Pandas - 37 Data Visualization- Chart Typology (Histograms and other charts) ~ Python is easy to learn

Histogram

A histogram is commonly used in statistical studies about distribution of samples. It consists of adjacent rectangles erected on the x-axis, split into discrete intervals called bins, and with an area proportional to the frequency of the occurrences for that bin.

pyplot provides a special function called hist() to represent a histogram. The hist() function, in addition to drawing the histogram, returns a tuple of values that are the results of the calculation of the histogram. The hist() function can also implement the calculation of the histogram, that is, it is sufficient to provide a series of samples of values as an argument and the number of bins in which to be divided, and it will take care of dividing the range of samples in many intervals (bins), and then calculate the occurrences for each bin.

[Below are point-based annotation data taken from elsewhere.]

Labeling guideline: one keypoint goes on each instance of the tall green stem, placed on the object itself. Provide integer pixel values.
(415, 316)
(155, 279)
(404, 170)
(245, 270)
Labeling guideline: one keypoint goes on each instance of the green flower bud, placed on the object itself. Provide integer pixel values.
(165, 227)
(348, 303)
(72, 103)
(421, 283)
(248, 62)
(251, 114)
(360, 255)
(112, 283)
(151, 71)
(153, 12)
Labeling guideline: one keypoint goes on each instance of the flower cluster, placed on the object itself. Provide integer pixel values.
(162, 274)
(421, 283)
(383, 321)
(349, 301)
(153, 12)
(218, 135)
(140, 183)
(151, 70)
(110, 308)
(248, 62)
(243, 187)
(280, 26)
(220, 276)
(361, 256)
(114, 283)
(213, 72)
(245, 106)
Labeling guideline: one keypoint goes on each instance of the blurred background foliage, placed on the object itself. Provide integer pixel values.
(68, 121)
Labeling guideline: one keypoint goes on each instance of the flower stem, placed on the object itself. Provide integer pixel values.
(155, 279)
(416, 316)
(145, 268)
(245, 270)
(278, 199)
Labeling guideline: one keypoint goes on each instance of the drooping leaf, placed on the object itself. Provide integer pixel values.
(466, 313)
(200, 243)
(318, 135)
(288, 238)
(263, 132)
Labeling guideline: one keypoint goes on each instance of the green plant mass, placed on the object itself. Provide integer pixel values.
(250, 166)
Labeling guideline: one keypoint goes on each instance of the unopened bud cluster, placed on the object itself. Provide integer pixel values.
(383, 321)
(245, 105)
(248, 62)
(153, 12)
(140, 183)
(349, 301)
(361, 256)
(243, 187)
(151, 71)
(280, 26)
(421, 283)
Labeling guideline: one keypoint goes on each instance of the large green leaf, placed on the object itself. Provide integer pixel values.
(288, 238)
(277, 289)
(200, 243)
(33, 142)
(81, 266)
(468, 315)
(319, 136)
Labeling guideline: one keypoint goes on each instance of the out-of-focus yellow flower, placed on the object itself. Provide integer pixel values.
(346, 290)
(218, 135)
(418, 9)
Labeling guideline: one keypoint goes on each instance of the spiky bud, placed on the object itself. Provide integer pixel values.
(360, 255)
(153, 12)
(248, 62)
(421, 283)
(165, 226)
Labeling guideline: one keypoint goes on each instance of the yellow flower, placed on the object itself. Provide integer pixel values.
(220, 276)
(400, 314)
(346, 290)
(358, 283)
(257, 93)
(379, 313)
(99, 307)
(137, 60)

The result of this operation, in addition to being shown in graphical form, will be returned in the form of a tuple. See the following program:

pop = np.random.randint(0,100,100)
n,bins,patches = plt.hist(pop,bins=20)
plt.show()

In the above program we generate a population of 100 random values from 0 to 100 using the random.randint() function. Then we create the histogram of these samples by passing as an argument the hist() function. For instance, we want to divide the occurrences in 20 bins (if not specified,
the default value is 10 bins) and to do that we have to use the kwarg bin as shown below in the output of the program :

Bar Charts

Vertical Bar Charts

A Bar Chart is very similar to a histogram but in this case the x-axis is not used to reference numerical values but categories. The realization of the bar chart is done using the bar() function as shown in the following program:

index = [0,1,2,3,4]
values = [5,7,3,4,6]
plt.bar(index,values)
plt.show()

The output of the program is shown below:

We can see from the output that the indices are drawn on the x-axis at the beginning of each bar. As each bar corresponds to a category, it would be better if we specify the categories through the tick label, defined by a list of strings passed to the xticks() function. As for the location of these tick labels,we have to pass a list containing the values corresponding to their positions on the x-axis as the
first argument of the xticks() function. See the following program:

index = np.arange(5)
values = [5,7,3,4,6]
plt.bar(index,values)
plt.xticks(index+0.4,['A','B','C','D','E'])
plt.show()

The output of the program is shown below:

We can refine the bar chart by adding a specific kwarg as an argument in the bar() function. For example, We can add the standard deviation values of the bar through the yerr kwarg along with a list containing the standard deviations. This kwarg is usually combined with another kwarg called error_kw, which, in turn, accepts other kwargs specialized for representing error bars. Two very specific kwargs used in this case are eColor, which specifies the color of the error bars, and capsize, which defines the width of the transverse lines that mark the ends of the error bars.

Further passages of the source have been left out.